I can't see the value in having QF freight, an operation which flies aircraft operated by its owner, operate on a separate AOC.

Ah - The pilot costs are lower in QF freight I hear you say!

Possibly if you look at the costs on a per unit basis BUT the reality is that adding the night freight flying to the QF 737 and 767 pax flying results in a minuscule increase in overall flying and allows guys operating on min guaranteed hours or less each month to gain some flying. If someone needs leave, there are plenty of others to fill the seat. If you need sim, then you do sim anyway so it's covered, if someone goes sick there is a much bigger pool of available pilots to pick up the lost trip.

It is an incremental cost only

On the other hand you could do what they have done, employ people on lower terms and conditions but they only fly on night freight, so the work has to be spread across a dedicated group - this by itself makes it inherently inefficient.

Add to that the cost of sim, leave, reserve coverage, training if someone leaves to get a better paying job, the cost of paying for a separate management structure, and the lower salaries for the pilots becomes a much bigger overall cost to the mothership.

Economies of scale will almost always win out and having "boutique" operations just to screw wages down is short sighted and dumb.

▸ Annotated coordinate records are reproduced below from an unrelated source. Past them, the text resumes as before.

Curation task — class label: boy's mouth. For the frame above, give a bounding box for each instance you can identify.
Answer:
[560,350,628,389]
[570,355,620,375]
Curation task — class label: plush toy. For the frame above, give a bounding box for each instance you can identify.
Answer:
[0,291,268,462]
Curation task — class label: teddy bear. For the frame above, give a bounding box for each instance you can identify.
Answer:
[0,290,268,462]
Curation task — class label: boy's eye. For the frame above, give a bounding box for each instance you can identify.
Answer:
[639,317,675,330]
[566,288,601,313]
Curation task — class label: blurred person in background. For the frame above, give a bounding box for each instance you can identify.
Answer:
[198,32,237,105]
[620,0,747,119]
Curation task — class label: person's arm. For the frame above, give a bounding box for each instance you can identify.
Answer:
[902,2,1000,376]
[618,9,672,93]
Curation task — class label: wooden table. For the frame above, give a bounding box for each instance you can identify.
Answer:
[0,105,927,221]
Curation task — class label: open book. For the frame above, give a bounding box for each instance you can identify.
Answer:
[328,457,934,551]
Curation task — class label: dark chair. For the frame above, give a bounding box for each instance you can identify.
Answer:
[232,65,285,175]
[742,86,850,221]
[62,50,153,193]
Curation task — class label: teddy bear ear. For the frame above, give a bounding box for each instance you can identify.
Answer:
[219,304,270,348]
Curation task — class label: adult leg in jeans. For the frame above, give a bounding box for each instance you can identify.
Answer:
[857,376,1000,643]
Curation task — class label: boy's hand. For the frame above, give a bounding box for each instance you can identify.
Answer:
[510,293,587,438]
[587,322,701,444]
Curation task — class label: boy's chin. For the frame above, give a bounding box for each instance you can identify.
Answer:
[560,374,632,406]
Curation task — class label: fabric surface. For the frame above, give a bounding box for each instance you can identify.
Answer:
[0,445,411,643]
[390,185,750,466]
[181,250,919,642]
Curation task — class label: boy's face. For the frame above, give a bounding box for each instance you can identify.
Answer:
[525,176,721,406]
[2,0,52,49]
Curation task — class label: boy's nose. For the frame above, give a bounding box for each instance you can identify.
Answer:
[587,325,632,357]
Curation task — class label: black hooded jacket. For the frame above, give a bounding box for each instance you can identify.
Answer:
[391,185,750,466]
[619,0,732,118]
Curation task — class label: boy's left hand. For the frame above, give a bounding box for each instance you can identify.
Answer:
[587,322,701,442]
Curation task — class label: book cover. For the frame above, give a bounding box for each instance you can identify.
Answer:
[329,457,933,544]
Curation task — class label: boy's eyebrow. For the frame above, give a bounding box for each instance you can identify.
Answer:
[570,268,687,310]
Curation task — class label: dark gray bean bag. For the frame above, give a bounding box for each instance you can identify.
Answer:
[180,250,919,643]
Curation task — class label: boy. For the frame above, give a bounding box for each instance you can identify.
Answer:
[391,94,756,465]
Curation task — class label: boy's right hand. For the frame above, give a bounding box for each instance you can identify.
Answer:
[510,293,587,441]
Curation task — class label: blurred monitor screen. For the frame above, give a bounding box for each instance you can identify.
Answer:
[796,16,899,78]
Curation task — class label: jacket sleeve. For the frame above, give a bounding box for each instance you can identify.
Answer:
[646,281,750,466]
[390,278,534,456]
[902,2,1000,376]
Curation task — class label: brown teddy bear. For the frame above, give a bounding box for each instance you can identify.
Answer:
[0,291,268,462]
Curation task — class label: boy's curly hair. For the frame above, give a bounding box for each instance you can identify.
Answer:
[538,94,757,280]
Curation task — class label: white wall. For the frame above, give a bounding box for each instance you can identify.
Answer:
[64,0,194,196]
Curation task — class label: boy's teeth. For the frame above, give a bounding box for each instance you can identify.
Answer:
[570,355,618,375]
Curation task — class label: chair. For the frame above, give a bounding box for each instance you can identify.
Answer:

After all, you canna change the laws of physics cap'n as a Scottish engineer would say and regardless of whether it is a mainline pilot or EFA pilot, the fuel burn will be roughly the same (the overall level of pissedoffness if that is a word I can use will impact this slightly), the air Nav charges are the same, the lease costs on each airframe are the same, the engineering support is basically the same (same discussion re engineering) , so your basic input costs - fuel, lease, maintenance, air Nav are all the same regardless of who crews the machines, so the motivation for separating out the pilot group must be to screw down wages.

So if Alan and the board want to save a million bucks a year off the cuff how about looking at the structure of the business and seeing where economies of scale can be made.

This seems opposite to what they are up to with the separation of AOC's etc, but breaking the operation up into smaller chunks can only increase your costs not decrease them, without achieving the ultimate aim which is supposedly accountability.

PS the same discussion could be had with regards that amaaazing business called Jetstar? QF operate A330's and did before JQ came on the scene. QF could have still bought A320's if they wanted, still painted them with the Jetstar branding, and still operated them on the QF mainline AOC. They could have CCQ'd the 330 crews and had them doing domestic and international work -efficient flying with lots of variety -economies of scale at work.

Would it have been cheaper? Dunno, but it is worth doing the maths and worth having a discussion from an industrial perspective to see what could have been done to better facilitate the flying being done by mainline.

V Australia and Virgin Blue tried the same thing when V was established. It didn't work and ultimately V was rolled into VB or VAA as it was by then.

Last edited by Snakecharma; 23rd Dec 2013 at 19:30.